Final answer:
Rotating a line 90 degrees clockwise around the origin alters the positions of each point on the plane according to the rule (x, y) to (y, -x), while preserving the line's length and shape due to invariance under rotation.
Step-by-step explanation:
When a line is rotated 90 degrees clockwise about the origin, each point on the line will move to a new position on the plane. For example, a point with coordinates (x, y) would be transformed to the coordinates (y, -x). This is because rotating a point 90 degrees clockwise is equivalent to reflecting the point over the x-axis and then over the y-axis.
Since rotations preserve distances between points, the length of any segment of the line remains unchanged. The concept of invariance under rotation assures that the magnitudes of vectors remain constant despite the rotation. Hence, the overall shape and size of the line are maintained, only its orientation and position change.

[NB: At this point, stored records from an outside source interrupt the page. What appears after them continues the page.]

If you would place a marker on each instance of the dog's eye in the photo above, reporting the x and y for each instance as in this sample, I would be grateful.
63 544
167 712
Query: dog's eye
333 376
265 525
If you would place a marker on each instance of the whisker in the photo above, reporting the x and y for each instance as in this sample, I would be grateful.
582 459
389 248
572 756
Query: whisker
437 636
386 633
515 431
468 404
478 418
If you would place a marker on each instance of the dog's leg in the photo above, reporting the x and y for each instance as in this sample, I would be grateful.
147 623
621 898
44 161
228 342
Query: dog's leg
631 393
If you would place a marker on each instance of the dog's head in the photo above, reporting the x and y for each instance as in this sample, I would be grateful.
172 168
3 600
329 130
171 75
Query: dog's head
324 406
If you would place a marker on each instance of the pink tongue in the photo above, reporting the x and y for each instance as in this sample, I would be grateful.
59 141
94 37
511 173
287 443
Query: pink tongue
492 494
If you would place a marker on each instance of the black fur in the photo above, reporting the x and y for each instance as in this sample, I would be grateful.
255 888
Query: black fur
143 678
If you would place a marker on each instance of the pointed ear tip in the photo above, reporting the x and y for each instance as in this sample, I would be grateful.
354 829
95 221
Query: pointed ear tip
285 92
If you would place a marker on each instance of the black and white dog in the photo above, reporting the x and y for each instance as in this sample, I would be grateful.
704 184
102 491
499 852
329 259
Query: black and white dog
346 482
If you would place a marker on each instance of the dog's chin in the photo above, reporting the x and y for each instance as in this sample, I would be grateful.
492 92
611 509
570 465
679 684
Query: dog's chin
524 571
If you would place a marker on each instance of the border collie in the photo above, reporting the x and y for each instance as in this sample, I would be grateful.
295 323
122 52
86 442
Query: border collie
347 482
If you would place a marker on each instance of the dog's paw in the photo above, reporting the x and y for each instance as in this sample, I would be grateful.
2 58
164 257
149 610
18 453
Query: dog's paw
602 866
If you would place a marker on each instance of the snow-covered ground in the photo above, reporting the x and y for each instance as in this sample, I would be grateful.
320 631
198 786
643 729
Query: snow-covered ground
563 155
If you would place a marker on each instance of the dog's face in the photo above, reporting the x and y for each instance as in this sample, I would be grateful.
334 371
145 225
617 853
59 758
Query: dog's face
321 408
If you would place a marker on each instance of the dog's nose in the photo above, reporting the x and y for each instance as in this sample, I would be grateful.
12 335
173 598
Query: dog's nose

In coordinate system notations, if we have a system S and rotate it to become S', the coordinates change as a result of the rotation.
An increase in the slope of a line corresponds to a counter-clockwise rotation around the y-intercept, whereas increasing the y-intercept moves the line horizontally right without affecting its slope. Torque in physics also relates to directional rotation, being clockwise or counterclockwise depending on the pivot. However, in the context of a line rotation on a plane in mathematics, torque is not directly relevant.